Il brodo deve sobbollire lentamente per tutto il tempo della preparazione, poiché versare un liquido freddo sul riso ne bloccherebbe la cottura, rovinando il risultato finale.
La fase cruciale della tostatura e lo zafferano
La preparazione vera e propria inizia con il trito finissimo di cipolla, da lasciare appassire in padella con una noce di burro o, come vuole la tradizione più antica, con del midollo di bue. Quando la cipolla diventa trasparente, si versa il riso per la fase della tostatura. Questo passaggio dura circa due o tre minuti e serve a sigillare i chicchi, garantendo che tengano la cottura. Successivamente si sfuma con un bicchiere di vino bianco secco, lasciando evaporare completamente la parte alcolica prima di iniziare ad aggiungere il brodo bollente, un mestolo alla volta.
A metà cottura si unisce lo zafferano: l'ideale è utilizzare gli stimmi in fili, lasciati in infusione in un bicchiere di brodo caldo per qualche ora, capaci di donare un profumo inconfondibile e il caratteristico colore giallo oro.
Il trucco della mantecatura all'onda lontano dal fuoco
Il vero segreto per ottenere un risotto alla milanese cremoso non risiede nell'aggiunta di panna, ma nel modo in cui viene eseguita la mantecatura finale. Quando il riso è cotto al dente, si spegne completamente il fuoco e si sposta la pentola su un piano freddo della cucina. Si aggiunge una noce generosa di burro freddissimo di frigorifero e un'abbondante spolverata di formaggio Grana Padano o Parmigiano Reggiano grattugiato.
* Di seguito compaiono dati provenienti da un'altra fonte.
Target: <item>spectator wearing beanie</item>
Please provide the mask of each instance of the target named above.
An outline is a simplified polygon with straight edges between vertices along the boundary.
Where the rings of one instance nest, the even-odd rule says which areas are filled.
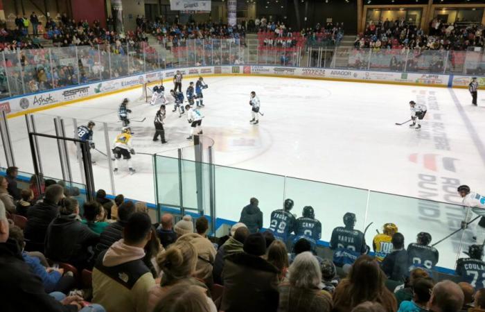
[[[310,252],[299,254],[289,270],[288,280],[279,286],[278,312],[330,312],[332,297],[320,289],[321,272]]]
[[[247,227],[246,227],[246,225],[243,223],[239,224],[242,225],[237,227],[237,229],[236,229],[229,239],[220,246],[219,250],[218,250],[217,254],[215,254],[214,266],[212,270],[212,276],[213,277],[214,283],[215,284],[220,285],[224,284],[222,275],[224,269],[224,258],[227,256],[244,252],[242,247],[244,246],[245,241],[246,241],[246,239],[249,235],[249,230],[247,229]],[[232,229],[231,229],[231,232],[232,232]]]
[[[276,311],[279,301],[279,271],[263,258],[266,253],[263,234],[247,236],[243,250],[226,257],[220,309],[226,312]]]

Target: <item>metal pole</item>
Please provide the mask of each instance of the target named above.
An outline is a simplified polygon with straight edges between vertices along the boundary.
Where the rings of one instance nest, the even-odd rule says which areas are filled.
[[[109,137],[108,136],[108,124],[103,123],[103,126],[105,128],[105,143],[106,144],[106,155],[108,161],[108,169],[109,170],[109,183],[111,183],[112,194],[114,195],[116,192],[114,190],[114,177],[113,176],[113,164],[111,162],[111,148],[109,148]]]

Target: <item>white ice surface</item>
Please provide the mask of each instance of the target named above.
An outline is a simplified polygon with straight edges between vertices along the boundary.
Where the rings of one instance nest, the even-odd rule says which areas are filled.
[[[482,107],[472,107],[466,89],[266,77],[205,80],[209,88],[204,92],[202,128],[204,135],[215,142],[215,164],[365,189],[299,179],[285,181],[282,176],[217,168],[219,218],[237,221],[240,209],[254,196],[260,200],[267,227],[270,211],[279,208],[285,198],[291,198],[295,202],[293,212],[299,216],[303,206],[315,209],[324,241],[329,240],[332,229],[342,224],[342,216],[349,211],[357,214],[359,229],[374,223],[367,234],[369,245],[376,229],[380,229],[387,222],[398,225],[406,244],[421,231],[431,233],[436,241],[457,228],[464,216],[461,208],[367,190],[446,202],[459,202],[455,192],[459,184],[467,184],[479,192],[485,191],[485,102],[479,101]],[[183,82],[184,89],[188,83]],[[166,85],[167,94],[170,87],[171,83]],[[251,91],[258,95],[265,114],[260,116],[258,125],[249,122]],[[170,150],[162,155],[176,157],[176,148],[186,146],[184,155],[193,159],[191,144],[185,139],[189,131],[185,115],[179,118],[169,105],[165,125],[169,143],[161,146],[159,141],[152,142],[157,107],[136,102],[141,93],[140,88],[36,114],[37,131],[54,134],[54,116],[64,119],[68,135],[73,133],[70,118],[78,119],[78,125],[94,120],[98,123],[96,147],[105,152],[101,123],[109,123],[111,145],[121,128],[118,104],[127,97],[132,101],[132,119],[146,117],[143,123],[132,123],[137,153]],[[409,129],[408,124],[394,124],[409,119],[407,103],[411,100],[428,107],[421,130]],[[21,171],[33,172],[24,118],[8,121],[17,165]],[[56,142],[39,140],[46,175],[62,178]],[[74,180],[81,182],[76,149],[73,146],[68,148]],[[92,155],[97,162],[93,166],[96,187],[110,193],[107,161],[96,152]],[[5,164],[2,157],[0,162]],[[155,202],[151,158],[136,155],[133,159],[136,173],[128,175],[123,165],[115,177],[116,193]],[[165,202],[170,203],[174,198],[178,200],[178,175],[172,170],[176,162],[165,159],[159,164],[160,177],[164,177],[160,194]],[[184,164],[184,202],[189,207],[196,202],[192,166]],[[470,236],[467,231],[467,245]],[[436,246],[441,253],[439,265],[454,267],[461,238],[456,235]]]

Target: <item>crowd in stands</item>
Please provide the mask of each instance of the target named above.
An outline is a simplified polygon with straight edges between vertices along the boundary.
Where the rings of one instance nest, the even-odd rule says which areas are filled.
[[[425,258],[438,256],[427,233],[406,250],[397,227],[386,224],[372,257],[348,213],[330,239],[333,259],[322,259],[315,249],[320,234],[310,234],[321,233],[319,221],[309,206],[296,218],[290,199],[272,213],[265,230],[258,201],[252,198],[240,222],[216,239],[207,236],[204,216],[175,222],[164,214],[154,224],[144,202],[122,195],[112,200],[101,189],[86,202],[78,189],[40,176],[20,189],[17,174],[10,167],[0,177],[2,311],[485,311],[482,280],[434,279],[430,269],[437,259],[429,267]],[[408,268],[414,245],[430,253],[412,254]],[[473,261],[474,270],[485,268],[482,247],[473,246],[459,267]],[[342,266],[340,257],[351,261]]]

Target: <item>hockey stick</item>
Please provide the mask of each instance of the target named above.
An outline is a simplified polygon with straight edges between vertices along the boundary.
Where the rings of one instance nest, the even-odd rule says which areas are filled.
[[[472,220],[471,221],[466,223],[466,225],[468,226],[469,224],[470,224],[470,223],[472,223],[476,221],[479,218],[481,218],[481,217],[482,217],[482,216],[478,216],[477,218],[474,218],[474,219]],[[459,229],[457,229],[456,231],[454,231],[453,232],[452,232],[450,234],[447,235],[447,236],[445,236],[444,238],[443,238],[443,239],[440,239],[439,241],[438,241],[437,242],[434,243],[433,245],[432,245],[431,246],[432,246],[432,247],[436,246],[436,245],[438,245],[439,243],[441,243],[443,241],[446,240],[446,239],[450,238],[450,236],[452,236],[453,235],[455,235],[455,234],[458,233],[459,232],[460,232],[460,231],[462,230],[462,229],[462,229],[461,227],[460,227]]]
[[[409,120],[408,120],[408,121],[406,121],[403,122],[403,123],[396,123],[396,125],[404,125],[405,123],[409,123],[409,122],[411,121],[412,120],[412,119],[409,119]]]

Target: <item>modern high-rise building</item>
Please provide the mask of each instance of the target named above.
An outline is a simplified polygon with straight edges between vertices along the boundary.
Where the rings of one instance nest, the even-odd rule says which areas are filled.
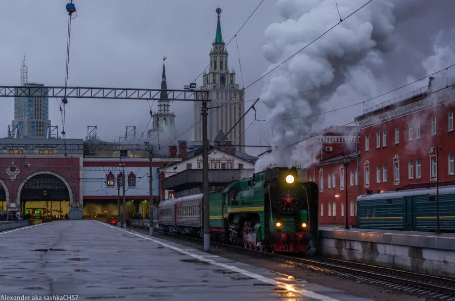
[[[51,127],[48,91],[41,88],[43,84],[29,83],[28,71],[24,55],[21,67],[21,85],[29,87],[32,92],[33,87],[37,88],[33,96],[29,97],[20,97],[23,92],[17,88],[15,90],[14,137],[48,138]],[[9,134],[12,135],[11,133]]]
[[[209,91],[209,106],[217,109],[209,110],[207,116],[207,137],[212,140],[219,130],[227,133],[243,115],[245,111],[244,92],[239,88],[236,83],[236,73],[230,69],[228,64],[228,51],[221,35],[219,21],[221,9],[216,9],[218,22],[215,40],[210,53],[210,66],[208,73],[204,71],[202,86],[198,90]],[[196,96],[197,93],[196,93]],[[202,104],[194,103],[195,122],[201,119]],[[195,127],[195,140],[202,140],[202,123],[198,123]],[[245,144],[245,121],[242,120],[235,128],[228,135],[227,138],[236,145]],[[243,146],[237,146],[241,152],[244,151]]]
[[[149,131],[149,139],[151,143],[165,144],[172,141],[175,138],[175,114],[170,109],[170,101],[168,99],[167,83],[166,81],[166,70],[164,63],[166,57],[163,58],[163,74],[161,76],[161,90],[160,99],[158,101],[158,110],[152,115],[153,127]]]
[[[43,84],[27,83],[27,87],[42,87]],[[32,91],[33,89],[32,89]],[[49,98],[47,89],[36,89],[33,97],[19,97],[21,91],[16,89],[14,97],[14,120],[17,126],[17,136],[21,138],[47,138],[49,120]]]

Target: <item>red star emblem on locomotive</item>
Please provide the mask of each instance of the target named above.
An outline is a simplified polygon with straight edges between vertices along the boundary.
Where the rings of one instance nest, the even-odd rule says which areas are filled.
[[[282,196],[281,199],[283,200],[284,207],[289,207],[292,208],[294,206],[294,201],[295,200],[295,197],[294,197],[291,193],[286,193]]]

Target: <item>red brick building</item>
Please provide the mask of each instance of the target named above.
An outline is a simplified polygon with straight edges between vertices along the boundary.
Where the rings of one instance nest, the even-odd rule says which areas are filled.
[[[358,195],[435,185],[436,147],[440,184],[455,184],[454,88],[413,91],[403,100],[366,109],[355,118],[356,126],[331,127],[311,138],[316,163],[307,177],[320,186],[320,224],[344,225],[345,176],[351,225],[356,223]]]

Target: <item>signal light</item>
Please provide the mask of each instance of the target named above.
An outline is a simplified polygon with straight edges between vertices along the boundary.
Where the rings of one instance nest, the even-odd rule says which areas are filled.
[[[292,184],[294,183],[295,179],[294,178],[294,176],[292,175],[288,175],[286,176],[286,183],[288,184]]]

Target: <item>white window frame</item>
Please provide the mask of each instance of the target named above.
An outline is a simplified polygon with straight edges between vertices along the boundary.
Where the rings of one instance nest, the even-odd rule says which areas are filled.
[[[393,185],[400,184],[400,158],[398,154],[393,156]]]
[[[410,180],[414,178],[414,163],[413,159],[410,159],[407,163],[407,178]]]
[[[340,190],[344,190],[344,166],[340,166]]]
[[[398,127],[395,128],[395,144],[400,143],[400,128]]]
[[[382,166],[382,182],[386,183],[387,181],[387,165]]]
[[[453,112],[449,112],[447,113],[447,131],[453,131]]]
[[[407,141],[413,139],[413,123],[407,123]]]
[[[322,168],[319,170],[319,191],[324,191],[324,172]]]
[[[447,158],[448,158],[448,166],[447,166],[447,171],[448,172],[448,175],[449,176],[452,176],[454,174],[455,174],[455,169],[454,169],[454,167],[454,167],[454,166],[453,166],[453,162],[454,162],[453,153],[450,153],[450,154],[449,154],[449,155],[448,155]]]
[[[431,135],[435,136],[436,134],[436,116],[431,117]]]
[[[363,183],[365,187],[370,187],[370,162],[368,160],[363,163]]]
[[[381,183],[381,166],[376,167],[376,183]]]

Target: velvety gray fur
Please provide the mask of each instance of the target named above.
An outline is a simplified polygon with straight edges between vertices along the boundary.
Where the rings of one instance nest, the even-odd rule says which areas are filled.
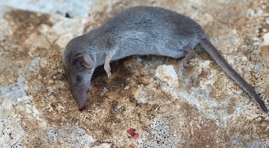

Coprendo la pentola con un coperchio per un paio di minuti, si permette ai grassi di fondersi dolcemente con l'amido rilasciato dal riso. Successivamente, muovendo la padella con un movimento deciso avanti e indietro, si crea il famoso effetto "all'onda", ovvero un'emulsione perfetta che rende il risotto vellutato e morbido.
Il servizio in tavola e la conservazione del piatto
Il risotto alla milanese va servito immediatamente nei piatti piani, allargandolo delicatamente sul fondo battendo con il palmo della mano sotto il piatto. Può essere completato con una leggera macinata di pepe nero fresco o con qualche altro filo di zafferano per decorazione. Questo piatto esprime il massimo della sua bontà se consumato caldo e appena fatto.
Nel caso in cui dovesse avanzare, può essere conservato in frigorifero in un contenitore ermetico e trasformato il giorno successivo nel delizioso "riso al salto", compattandolo in padella con un filo di burro fino a ottenere una crosticina dorata e croccante su entrambi i lati, un altro grande classico della tradizione culinaria milanese.